What is the GEO Audit?
The GEO Audit evaluates each URL across three independent dimensions:
whether AI agents can reach the page,
whether they can parse its structure,
and whether the content itself is easy to process.
Each dimension produces a score from 0 to 100.
You can run the audit across a set of URLs and filter by score to identify which pages need attention first.
The three scores
Crawlability
Measures whether AI agents are technically allowed to access the page.
The audit checks your robots.txt file for each major AI crawler (GPTBot, ClaudeBot, Gemini Agent, PerplexityBot, and others), verifies your llm.txt configuration, and flags any sitemap errors. It also records page response time, since slow responses can cause crawlers to time out.
A low Crawlability score means some or all AI agents may be blocked from reading the page entirely — regardless of how well-structured the content is.
Score | What it means |
85–100 | All major AI agents can access the page |
60–84 | Some agents are restricted or the page is slow to respond |
0–59 | Significant access issues — content likely invisible to multiple AI agents |
Semantic
Measures how well the page is structured for AI parsing.
AI systems don't read pages the way humans do. They rely on HTML structure — headings, paragraphs, lists, tables — to understand what a page is about and how to extract information from it. A page that looks well-designed in a browser may have very little structure in its underlying HTML.
The Semantic score evaluates the presence and quality of these structural elements, adjusted for what is appropriate for the type of page being audited. A product page is expected to have a clear title and feature lists. A FAQ page is expected to have a Q&A structure. The score reflects whether the page meets those expectations.
The detected page type is shown as a badge next to the score. If the detection is incorrect, you can override it manually.
Score | What it means |
85–100 | Well-structured — AI agents can parse and extract content reliably |
65–84 | Acceptable structure — some improvements available |
40–64 | Structural gaps that may reduce how accurately AI agents interpret the page |
0–39 | Poor structure — content may be misread or ignored |
Readability
Measures whether the content is easy for an AI system to process and summarise.

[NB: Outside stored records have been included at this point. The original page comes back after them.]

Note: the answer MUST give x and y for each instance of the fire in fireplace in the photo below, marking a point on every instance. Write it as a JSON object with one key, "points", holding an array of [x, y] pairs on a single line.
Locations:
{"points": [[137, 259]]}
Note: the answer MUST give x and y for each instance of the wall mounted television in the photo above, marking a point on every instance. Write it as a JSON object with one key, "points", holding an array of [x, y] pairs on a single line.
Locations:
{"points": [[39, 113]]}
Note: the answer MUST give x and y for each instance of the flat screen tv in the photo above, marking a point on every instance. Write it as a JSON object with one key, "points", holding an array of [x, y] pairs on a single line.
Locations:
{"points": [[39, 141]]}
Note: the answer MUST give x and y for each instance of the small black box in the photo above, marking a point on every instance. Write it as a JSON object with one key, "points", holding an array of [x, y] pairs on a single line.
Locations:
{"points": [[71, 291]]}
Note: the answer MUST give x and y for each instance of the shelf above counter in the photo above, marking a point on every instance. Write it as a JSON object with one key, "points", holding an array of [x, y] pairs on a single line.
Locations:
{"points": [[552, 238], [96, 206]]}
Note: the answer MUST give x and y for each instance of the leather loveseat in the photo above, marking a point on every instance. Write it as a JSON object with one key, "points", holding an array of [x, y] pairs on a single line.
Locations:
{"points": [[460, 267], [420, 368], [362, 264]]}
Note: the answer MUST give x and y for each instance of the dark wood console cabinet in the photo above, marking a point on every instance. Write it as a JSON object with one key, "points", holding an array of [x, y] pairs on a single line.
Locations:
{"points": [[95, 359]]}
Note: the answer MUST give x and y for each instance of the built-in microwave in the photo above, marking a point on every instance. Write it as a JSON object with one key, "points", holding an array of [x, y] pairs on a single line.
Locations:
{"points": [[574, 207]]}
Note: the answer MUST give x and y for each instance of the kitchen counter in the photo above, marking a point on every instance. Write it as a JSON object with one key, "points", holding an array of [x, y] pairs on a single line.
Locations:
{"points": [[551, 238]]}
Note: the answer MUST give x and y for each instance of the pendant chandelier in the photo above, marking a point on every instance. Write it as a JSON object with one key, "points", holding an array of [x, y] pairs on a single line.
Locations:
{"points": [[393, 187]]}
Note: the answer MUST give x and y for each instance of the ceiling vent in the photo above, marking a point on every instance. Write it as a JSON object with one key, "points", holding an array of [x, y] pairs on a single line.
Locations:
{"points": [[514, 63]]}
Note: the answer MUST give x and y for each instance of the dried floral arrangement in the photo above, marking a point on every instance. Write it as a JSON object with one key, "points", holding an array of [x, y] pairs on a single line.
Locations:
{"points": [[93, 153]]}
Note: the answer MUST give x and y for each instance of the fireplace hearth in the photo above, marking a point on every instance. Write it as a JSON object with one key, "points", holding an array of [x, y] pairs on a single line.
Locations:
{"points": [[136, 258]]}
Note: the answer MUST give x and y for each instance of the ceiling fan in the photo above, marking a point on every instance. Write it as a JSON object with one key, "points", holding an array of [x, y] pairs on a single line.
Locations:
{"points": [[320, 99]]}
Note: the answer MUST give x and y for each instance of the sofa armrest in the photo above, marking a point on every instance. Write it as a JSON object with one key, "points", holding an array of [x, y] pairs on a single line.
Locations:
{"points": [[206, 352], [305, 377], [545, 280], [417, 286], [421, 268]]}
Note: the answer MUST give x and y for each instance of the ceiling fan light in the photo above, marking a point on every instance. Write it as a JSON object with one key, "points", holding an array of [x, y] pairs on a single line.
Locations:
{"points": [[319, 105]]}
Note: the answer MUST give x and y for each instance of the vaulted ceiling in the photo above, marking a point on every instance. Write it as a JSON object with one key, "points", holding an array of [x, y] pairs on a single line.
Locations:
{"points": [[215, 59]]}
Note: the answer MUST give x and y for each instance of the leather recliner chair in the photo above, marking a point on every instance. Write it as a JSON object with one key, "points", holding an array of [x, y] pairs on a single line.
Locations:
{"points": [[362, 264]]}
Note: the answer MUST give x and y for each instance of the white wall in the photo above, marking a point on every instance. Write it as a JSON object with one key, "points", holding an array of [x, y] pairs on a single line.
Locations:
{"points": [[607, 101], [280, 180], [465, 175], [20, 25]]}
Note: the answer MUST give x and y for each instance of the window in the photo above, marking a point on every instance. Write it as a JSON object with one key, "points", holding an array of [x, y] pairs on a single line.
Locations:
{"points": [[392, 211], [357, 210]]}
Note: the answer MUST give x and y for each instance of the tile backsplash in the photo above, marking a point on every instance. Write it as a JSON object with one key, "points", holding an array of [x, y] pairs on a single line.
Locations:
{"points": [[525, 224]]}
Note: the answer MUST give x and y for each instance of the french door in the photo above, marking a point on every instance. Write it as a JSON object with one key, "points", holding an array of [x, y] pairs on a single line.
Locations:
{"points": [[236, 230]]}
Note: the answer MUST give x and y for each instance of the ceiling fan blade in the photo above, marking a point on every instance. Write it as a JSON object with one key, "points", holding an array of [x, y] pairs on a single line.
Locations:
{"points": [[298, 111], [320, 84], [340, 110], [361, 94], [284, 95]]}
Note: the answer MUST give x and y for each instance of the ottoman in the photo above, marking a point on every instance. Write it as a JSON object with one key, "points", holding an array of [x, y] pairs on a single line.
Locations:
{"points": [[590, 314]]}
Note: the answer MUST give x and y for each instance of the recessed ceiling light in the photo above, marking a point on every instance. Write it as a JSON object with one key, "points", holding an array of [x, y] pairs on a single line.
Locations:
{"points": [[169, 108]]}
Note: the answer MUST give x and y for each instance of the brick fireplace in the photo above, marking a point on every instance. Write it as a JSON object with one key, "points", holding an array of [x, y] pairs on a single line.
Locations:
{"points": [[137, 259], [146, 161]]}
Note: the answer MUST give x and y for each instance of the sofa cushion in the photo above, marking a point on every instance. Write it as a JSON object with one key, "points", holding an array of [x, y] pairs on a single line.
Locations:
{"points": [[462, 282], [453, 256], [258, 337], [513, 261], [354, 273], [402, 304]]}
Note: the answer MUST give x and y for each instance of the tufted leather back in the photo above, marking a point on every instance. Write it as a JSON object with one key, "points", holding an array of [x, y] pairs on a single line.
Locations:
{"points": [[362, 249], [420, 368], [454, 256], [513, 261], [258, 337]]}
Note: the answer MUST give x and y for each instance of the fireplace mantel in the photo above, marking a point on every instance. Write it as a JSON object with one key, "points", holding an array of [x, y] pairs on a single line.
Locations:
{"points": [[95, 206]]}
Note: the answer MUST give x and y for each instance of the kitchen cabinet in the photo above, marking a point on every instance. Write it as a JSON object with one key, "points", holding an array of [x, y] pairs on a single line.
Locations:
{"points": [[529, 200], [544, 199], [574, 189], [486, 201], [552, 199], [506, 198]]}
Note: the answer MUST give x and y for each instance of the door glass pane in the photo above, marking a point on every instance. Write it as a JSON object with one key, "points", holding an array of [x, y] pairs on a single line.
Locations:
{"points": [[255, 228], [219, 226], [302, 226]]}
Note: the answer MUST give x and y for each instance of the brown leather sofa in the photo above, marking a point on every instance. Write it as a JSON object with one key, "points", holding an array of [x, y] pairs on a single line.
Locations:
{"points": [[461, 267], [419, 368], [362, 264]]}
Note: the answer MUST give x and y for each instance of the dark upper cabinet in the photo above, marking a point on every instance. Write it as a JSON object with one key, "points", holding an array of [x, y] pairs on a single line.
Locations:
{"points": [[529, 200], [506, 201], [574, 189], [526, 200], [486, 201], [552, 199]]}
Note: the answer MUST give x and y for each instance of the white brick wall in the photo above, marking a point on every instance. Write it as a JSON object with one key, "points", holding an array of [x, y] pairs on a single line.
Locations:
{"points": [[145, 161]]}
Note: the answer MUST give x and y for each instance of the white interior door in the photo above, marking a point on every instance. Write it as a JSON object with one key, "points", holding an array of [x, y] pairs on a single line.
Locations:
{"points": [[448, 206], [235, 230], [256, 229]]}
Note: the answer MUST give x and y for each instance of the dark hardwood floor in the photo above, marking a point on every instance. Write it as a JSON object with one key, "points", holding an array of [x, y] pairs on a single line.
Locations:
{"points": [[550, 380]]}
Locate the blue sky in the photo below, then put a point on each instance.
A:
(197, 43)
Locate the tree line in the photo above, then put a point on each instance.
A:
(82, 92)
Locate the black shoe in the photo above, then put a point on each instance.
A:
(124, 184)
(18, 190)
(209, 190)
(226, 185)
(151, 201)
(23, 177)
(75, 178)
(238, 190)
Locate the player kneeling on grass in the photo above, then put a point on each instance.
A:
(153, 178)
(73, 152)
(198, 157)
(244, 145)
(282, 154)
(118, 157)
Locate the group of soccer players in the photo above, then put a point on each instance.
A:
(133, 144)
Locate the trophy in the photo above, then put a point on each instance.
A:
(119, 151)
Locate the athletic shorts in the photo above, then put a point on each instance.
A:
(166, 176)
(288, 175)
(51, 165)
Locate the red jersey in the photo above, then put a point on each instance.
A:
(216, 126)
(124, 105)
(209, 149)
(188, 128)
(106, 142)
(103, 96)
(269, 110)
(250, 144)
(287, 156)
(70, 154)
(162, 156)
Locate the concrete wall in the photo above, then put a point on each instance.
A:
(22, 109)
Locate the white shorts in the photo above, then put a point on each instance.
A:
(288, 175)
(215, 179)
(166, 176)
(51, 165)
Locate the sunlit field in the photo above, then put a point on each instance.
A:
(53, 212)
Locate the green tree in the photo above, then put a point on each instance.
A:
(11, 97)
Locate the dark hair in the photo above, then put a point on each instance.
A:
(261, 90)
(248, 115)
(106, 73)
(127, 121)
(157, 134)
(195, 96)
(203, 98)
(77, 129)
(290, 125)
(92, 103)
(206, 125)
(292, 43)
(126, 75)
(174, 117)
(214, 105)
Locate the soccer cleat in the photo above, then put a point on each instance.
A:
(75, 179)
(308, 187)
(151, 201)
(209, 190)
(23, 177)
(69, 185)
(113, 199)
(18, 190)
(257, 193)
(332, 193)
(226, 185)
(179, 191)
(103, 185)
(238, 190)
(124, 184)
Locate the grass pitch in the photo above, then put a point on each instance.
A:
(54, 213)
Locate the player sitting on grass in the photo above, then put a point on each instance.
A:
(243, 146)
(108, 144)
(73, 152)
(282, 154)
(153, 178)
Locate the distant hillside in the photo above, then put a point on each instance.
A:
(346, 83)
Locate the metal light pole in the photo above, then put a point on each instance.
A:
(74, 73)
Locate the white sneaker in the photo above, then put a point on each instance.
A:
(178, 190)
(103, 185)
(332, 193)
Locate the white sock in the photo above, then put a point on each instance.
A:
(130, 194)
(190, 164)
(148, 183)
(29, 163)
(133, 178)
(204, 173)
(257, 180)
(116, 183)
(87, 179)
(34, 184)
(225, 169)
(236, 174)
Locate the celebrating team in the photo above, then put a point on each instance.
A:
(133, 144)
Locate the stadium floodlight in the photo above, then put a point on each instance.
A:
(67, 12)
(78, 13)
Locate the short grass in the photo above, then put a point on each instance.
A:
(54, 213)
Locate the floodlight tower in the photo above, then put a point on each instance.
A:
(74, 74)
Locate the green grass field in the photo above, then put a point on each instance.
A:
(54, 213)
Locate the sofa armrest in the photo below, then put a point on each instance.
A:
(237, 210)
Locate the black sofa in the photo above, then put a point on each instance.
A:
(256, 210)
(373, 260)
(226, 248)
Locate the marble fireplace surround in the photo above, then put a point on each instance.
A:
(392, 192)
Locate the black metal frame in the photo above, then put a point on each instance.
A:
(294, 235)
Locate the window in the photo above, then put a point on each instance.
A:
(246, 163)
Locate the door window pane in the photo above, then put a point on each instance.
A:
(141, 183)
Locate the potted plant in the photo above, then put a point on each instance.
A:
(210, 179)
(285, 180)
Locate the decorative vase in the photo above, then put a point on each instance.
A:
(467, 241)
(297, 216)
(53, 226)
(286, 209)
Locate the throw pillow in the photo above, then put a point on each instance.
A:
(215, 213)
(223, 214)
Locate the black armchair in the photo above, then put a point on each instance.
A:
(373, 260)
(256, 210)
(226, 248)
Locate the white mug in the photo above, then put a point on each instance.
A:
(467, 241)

This score looks at the language itself: sentence length, vocabulary complexity, reading grade level, and sentence structure. It also checks whether images have descriptive alt text, since AI agents cannot interpret images without it.
Content that is very dense, uses highly technical language, or relies on complex sentence constructions may be harder for an AI to accurately summarise or cite — even if it is perfectly accessible and well-structured.
Score | What it means |
75–100 | Clear, accessible content — easy for AI to process and summarise |
50–74 | Acceptable — some complexity may reduce summarisation accuracy |
0–49 | Dense or complex content — AI agents may struggle to extract key information |
AI Recommendations
Each audited URL includes an AI Recommendations panel that synthesizes the three scores into a plain-English summary and a prioritized action list.
The summary tells you how the page performs overall and where the most impactful opportunity lies. The recommendations below it are specific and ordered by impact — so if you can only fix one thing, you fix the right one first.
Reading the results
Each URL in the audit shows all three scores side by side. You can sort and filter by any score to prioritise fixes.
The panel below each score shows the specific issues found and what to do about them. Recommendations are ordered by impact — the most actionable fix is listed first.
A page can score well on Crawlability but poorly on Semantic or Readability. All three matter for AI citation: the agent needs to be able to reach the page, understand its structure, and process its content.
Common patterns
High Crawlability, low Semantic
The page is accessible but poorly structured. Common on pages built with heavy client-side rendering, where the visible content is generated by JavaScript and not present in the raw HTML. Improving server-side rendering or adding structured HTML markup typically resolves this.
High Semantic, low Readability
The page has good structure but the content itself is difficult to process — often found on legal, medical, or highly technical pages. Consider adding a plain-language summary or breaking long sentences into shorter ones.
Low Crawlability across all pages
Usually caused by an overly restrictive robots.txt that blocks AI crawlers as a group. Review your bot access policy and ensure the agents you want to allow are explicitly permitted.